Take a look at the magazine in your hands. Ask yourself: Why bother? What can “student journalists,” those youthful folks who put this magazine together, hope to offer our world?
I suspect that most campus publications, emulating their counterparts in the world of professional publishing, would prefer that this question never be asked. They might prefer that the “student” part of the phrase “student journalism” be surreptitiously removed, ignored like an open secret we’re all too polite to acknowledge.
We totally disagree. For more than forty years, the Harvard Political Review has explored the boundaries of what is possible in the area of serious student political journalism. In our recent large-scale shift of content production online (to our fabulous new website, harvardpolitics.com), we’ve brought on a bevy of new columnists, political cartoonists, photographers, and even fiction writers. Our record has proven-if there ever was a doubt-that a student-run forum for serious discussion of the world’s most important political issues can yield writing and thinking that’s truly worth engaging with. The issue in your hands is no exception.

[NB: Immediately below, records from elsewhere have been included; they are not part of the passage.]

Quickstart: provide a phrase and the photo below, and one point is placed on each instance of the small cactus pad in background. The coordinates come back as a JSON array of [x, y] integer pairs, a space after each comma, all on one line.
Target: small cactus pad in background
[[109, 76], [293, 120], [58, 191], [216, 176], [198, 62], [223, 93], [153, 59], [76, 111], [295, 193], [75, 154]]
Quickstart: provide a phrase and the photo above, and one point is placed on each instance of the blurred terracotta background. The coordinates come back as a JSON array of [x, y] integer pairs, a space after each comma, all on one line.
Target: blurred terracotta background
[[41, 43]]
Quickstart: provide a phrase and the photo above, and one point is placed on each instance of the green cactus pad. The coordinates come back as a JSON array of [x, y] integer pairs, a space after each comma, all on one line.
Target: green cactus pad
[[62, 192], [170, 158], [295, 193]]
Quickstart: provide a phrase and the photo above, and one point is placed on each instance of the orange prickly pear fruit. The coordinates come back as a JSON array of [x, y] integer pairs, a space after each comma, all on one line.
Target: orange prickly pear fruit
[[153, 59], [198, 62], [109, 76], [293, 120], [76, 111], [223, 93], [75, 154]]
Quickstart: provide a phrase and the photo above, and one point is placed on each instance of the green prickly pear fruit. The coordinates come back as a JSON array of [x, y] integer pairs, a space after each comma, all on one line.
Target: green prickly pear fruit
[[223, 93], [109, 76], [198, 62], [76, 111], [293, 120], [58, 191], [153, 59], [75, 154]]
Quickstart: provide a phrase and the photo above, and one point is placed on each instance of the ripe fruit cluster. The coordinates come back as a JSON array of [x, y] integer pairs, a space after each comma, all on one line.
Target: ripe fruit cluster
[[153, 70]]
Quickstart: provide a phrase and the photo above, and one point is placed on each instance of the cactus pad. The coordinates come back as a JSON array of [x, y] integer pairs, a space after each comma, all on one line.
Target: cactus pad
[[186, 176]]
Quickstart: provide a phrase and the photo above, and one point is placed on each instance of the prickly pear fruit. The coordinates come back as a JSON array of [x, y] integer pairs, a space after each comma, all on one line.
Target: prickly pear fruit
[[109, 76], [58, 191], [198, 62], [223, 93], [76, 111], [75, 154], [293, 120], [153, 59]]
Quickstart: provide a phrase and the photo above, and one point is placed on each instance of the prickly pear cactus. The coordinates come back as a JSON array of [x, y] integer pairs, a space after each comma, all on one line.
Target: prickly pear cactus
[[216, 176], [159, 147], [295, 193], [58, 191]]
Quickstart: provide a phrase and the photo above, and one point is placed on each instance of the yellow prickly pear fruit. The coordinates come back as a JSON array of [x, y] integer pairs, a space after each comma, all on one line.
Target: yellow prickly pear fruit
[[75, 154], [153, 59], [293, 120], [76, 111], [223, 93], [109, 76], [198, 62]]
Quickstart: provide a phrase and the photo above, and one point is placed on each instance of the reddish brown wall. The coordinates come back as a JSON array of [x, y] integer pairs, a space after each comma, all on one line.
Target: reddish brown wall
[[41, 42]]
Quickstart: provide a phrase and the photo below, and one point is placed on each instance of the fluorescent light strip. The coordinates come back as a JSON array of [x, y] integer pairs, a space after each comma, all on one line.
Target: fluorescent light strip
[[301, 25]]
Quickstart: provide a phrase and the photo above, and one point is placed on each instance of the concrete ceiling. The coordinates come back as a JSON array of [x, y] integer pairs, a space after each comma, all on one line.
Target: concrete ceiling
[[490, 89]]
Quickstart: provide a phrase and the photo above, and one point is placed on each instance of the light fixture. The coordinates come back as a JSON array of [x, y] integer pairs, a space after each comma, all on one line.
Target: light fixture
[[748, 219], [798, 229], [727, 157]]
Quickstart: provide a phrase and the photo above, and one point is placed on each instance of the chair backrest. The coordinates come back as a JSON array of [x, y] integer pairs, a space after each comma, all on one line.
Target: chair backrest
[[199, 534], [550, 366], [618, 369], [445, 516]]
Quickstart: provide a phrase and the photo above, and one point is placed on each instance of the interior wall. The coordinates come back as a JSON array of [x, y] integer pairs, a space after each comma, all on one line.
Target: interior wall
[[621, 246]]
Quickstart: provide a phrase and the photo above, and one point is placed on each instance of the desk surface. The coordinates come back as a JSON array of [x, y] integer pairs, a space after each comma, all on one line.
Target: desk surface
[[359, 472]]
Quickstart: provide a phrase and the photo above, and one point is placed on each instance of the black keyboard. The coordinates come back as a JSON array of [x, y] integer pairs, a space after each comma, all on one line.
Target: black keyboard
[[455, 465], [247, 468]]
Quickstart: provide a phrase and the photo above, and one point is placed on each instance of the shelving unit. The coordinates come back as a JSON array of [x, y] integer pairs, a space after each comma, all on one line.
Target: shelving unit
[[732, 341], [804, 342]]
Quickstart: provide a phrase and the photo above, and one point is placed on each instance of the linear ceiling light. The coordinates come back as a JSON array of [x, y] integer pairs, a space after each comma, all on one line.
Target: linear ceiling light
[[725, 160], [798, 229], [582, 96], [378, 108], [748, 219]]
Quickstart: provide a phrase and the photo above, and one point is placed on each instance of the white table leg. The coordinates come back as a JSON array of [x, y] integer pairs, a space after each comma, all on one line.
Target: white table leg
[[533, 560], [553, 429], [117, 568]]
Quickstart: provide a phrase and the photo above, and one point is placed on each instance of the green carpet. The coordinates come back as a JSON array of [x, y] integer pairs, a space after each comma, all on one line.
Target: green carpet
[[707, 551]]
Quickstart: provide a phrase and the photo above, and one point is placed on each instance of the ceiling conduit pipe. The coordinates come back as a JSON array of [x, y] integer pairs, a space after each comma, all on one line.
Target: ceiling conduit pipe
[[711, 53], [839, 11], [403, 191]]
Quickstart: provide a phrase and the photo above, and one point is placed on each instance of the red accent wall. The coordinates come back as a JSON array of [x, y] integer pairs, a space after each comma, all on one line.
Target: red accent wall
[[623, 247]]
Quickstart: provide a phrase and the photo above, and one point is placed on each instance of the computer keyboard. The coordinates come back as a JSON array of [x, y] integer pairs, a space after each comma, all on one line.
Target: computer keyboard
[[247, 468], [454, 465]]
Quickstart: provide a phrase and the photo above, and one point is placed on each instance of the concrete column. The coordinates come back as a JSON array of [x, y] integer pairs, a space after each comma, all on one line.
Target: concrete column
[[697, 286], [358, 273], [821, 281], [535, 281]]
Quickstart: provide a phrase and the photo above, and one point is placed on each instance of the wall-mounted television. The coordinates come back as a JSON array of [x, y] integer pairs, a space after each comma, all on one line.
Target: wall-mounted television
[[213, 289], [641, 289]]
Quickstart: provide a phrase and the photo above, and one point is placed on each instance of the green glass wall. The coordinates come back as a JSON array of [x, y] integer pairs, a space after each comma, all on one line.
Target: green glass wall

Some have called the early 21st century “The Age of Facebook.” (On behalf of 20-somethings everywhere, you’re welcome!) The tools for creating and disseminating culture have been distributed to nearly every person on the planet. The existential questions that we face as a student publication are thus the same questions that all producers everywhere must face: why should our voices, in a world that’s already overfull with people talking, be listened to at all?
I’ll admit: the Harvard Political Review won’t give you any breaking news, and if you’re looking for insider political gossip, or the most gorgeous prose, or the best Freudian psychoanalysis of Charlie Sheen’s phenomenal id, you might consider any of the other dozen magazines on the rack.
What the Harvard Political Review can do, I believe—and what it does do, again and again, better than almost any other publication around—is speak to the conditions of our world from our unique position as students within it. What we offer our readers is our honest attempt at grappling with the biggest issues of our time. We’re not alone in doing this, of course. Our writers are representative of an entire generation of coolly rational and sometimes astoundingly hopeful young Americans who are attempting to answer the same big questions. War, depression, higher education, gender equality-this magazine is a record of our hopes. It’s a testament to what we, the future inheritors of the federal debt, the future leaders of this country with all its problems and promise, believe matters most. So make no mistake: we wear the term “student journalism” as a badge of pride.